Subject
- Posted on
Master Thesis proposal
- 10-12-2007
October 12, 2007, 8:20 am
I'm studying computer science at Computer Engineering Groups at DII,
and now I want to gain some practical experience and I must do a
Master Thesis.
I would like to make practical use of the theoretical knowledge I have
acquired during your studies and, I would like to spend four to six
months participating in some of projects in the field of automation
systems.
I have a question: the Master Thesis about a new robot control is an
object useful for the future job?
and now I want to gain some practical experience and I must do a
Master Thesis.
I would like to make practical use of the theoretical knowledge I have
acquired during your studies and, I would like to spend four to six
months participating in some of projects in the field of automation
systems.
I have a question: the Master Thesis about a new robot control is an
object useful for the future job?
Re: Master Thesis proposal
Certainly. But then again, any Masters thesis done well will be a
useful object for a future job. The question is, which job? A robotics
based thesis will appeal to those looking to hire robotics experienced
individuals. Using a PLC on some other control application will
probably appeal to 10x as many potential employers. There's more money
in, shall I call it sub-robotics?, than in robotics itself.

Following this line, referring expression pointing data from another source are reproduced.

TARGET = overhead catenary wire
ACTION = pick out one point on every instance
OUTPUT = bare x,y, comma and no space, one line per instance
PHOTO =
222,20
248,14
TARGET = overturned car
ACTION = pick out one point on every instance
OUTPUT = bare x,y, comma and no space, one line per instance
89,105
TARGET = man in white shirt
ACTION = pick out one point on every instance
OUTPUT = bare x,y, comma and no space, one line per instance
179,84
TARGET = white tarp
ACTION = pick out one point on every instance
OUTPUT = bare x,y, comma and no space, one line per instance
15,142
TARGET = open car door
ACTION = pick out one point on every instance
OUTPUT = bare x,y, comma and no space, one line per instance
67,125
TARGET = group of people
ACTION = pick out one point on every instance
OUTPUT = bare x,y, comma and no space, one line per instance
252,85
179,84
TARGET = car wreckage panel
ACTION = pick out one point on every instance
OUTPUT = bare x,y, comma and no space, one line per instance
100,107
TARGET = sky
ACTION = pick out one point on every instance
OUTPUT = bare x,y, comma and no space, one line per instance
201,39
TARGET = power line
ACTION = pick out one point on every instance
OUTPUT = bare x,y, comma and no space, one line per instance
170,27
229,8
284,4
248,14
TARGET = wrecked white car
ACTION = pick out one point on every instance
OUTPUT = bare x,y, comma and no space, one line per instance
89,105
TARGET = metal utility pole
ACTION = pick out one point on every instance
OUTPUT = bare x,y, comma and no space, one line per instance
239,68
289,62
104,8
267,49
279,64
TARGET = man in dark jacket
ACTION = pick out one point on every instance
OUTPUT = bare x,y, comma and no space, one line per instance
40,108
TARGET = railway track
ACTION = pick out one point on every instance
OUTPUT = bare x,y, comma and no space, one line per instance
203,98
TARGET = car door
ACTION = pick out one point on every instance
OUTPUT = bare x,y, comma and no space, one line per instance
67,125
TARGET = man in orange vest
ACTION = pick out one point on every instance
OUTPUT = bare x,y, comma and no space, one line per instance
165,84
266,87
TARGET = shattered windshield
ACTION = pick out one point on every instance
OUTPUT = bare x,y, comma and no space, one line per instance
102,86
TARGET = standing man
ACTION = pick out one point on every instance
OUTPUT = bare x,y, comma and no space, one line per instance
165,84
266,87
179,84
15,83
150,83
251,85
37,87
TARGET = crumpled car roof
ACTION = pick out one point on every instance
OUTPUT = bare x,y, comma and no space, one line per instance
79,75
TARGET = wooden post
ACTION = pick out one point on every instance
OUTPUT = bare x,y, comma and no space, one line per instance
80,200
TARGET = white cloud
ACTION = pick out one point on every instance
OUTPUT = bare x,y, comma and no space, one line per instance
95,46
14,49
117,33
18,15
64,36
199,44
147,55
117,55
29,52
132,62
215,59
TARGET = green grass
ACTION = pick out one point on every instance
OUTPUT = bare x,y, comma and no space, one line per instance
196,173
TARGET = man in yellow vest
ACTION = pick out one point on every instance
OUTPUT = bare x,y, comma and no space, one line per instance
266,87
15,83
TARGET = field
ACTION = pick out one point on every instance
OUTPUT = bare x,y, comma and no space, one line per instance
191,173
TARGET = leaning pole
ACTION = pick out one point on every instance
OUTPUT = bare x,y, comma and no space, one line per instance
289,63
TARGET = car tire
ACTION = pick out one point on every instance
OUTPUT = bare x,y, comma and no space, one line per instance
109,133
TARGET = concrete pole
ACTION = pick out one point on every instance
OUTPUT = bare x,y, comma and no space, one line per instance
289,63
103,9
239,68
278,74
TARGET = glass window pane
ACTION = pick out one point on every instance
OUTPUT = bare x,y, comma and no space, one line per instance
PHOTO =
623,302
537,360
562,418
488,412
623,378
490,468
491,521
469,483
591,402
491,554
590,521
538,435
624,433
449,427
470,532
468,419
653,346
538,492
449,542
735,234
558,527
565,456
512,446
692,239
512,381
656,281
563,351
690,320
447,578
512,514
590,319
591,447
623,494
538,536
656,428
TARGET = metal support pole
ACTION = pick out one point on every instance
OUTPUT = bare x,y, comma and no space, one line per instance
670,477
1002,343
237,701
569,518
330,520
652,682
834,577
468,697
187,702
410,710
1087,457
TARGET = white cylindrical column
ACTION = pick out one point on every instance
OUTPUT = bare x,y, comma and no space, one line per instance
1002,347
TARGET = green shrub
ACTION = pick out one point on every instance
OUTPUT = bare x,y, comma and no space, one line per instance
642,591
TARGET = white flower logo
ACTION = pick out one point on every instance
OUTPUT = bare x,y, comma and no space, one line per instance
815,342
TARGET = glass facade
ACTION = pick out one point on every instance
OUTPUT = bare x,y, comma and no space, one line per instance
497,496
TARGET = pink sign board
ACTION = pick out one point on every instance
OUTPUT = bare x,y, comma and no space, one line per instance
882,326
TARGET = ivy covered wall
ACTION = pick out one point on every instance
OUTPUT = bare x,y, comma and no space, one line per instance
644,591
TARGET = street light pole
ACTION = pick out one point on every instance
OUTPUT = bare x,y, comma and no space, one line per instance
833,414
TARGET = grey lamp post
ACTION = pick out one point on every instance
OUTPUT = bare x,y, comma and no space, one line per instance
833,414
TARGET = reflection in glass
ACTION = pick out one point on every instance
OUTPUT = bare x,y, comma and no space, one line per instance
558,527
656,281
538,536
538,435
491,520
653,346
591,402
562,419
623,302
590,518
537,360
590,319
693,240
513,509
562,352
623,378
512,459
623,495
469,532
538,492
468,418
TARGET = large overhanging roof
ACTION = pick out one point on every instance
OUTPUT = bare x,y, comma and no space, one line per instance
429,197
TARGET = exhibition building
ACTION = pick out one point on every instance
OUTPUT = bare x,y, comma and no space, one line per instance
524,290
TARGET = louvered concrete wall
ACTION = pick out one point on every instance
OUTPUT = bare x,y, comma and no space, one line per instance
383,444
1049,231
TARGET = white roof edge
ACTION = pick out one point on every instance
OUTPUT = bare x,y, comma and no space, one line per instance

If you aren't experienced in robotics, 4 to 6 months of hard and
focused work, will qualify you as a rank beginner. (You could probably
make a kit into a functioning robot, and may or may not add one or two
unique additions showing a slight improvement to the overal body of
the field.) So to an employer, you will look like someone with an
interest, but not someone well versed in robotics. (I say this after
~40 years in electronics, and after 6 years of intensive pushing
myself in robotics, and even though I am now an University instructor
in robotics, I just consider myself becoming somewhat rounded in some
limited areas of the field. Robotics is so interdisciplinary, there is
so much to learn, that it takes a long while to pass all the
preliminaries, and get to new research.)
Your greatest danger is choosing too broadly, and having nothing
unique or new to show at the end of your thesis.
Randy
Re: Master Thesis proposal
on SeattleRobotics list by Robert Scheer descibing his first year in
robotics:
"The most difficult and time-consuming part of innovating is in the
electronics and especially in the sensory processing, computational,
control and behavior domains. In my one year in this hobby, I've
already learned how to program in C, designed my first 3 circuit
boards, programmed several AVR microcontroller applications,
confronted the technologies of echolocation, computer vision, PID
control, GPS, odometry, gyros, accelerometers, magnetometers, Kalman
filters, wireless LAN, serial communication.... and many more. I've
set up embedded Linux computers that control and exchange data with a
handful of microcontrollers. I've learned how to share memory between
programs running in parallel, how to run a GUI controlling one
computer on a separate, remote wireless tablet computer, how to create
a boot image in a USB flash memory stick and so forth. I would very
much like to accomplish stereovision obstacle avoidance and EERUF
sonar in the next couple of months. It seems like the challenges of
making robots smart enough and able to sense the world well enough are
still the big challenges. ... There are too many other things getting
in the way. I'm not smart enough. I don't want to cram one more
esoteric subject into my aging noggin, eg digital signal processing
just so that my robot won't hit that tree. Sitting another hour at the
computer will drive me insane."
It has taken Robert a year to get a handle of some of these essoteric
subjects. If you aren't already up on most of those subjects,
"echolocation, computer vision, PID control, GPS, odometry, gyros,
accelerometers, magnetometers, Kalman filters, wireless LAN, serial
communication" you may find 4 to 6 months simply too few to get to the
working robot you had anticipated.
Randy
Re: Master Thesis proposal
It's not clear what you have in mind as regards "new robot control",
but a literature search is the first step in any academic research
project. You'll find, for AI and robotics, that Citeseer is a great
resource, and has 100s if not 1000s of papers on robot control
available online ...
http://www.google.com/custom?q=citeseer+robot+control
Click on one, and you'll find links to 50 more. Iterate.
Re: Master Thesis proposal
Personally I would not do a thesis on "robot control." Though it looks
fancy on your VC, there are virtually no "robotics" jobs out there, and
the related fields may consider a thesis in robotics to be too limiting.
The same day the OP asked about a master thesis idea, someone else wrote
a job candidancy post looking for industrial control engineers. THAT is
the work you want to go after, because it exists today, there's plenty
of it worldwide, and it's basically a "robot" that has its base bolted
to the floor. Some of the latest factory automation lines even use AI.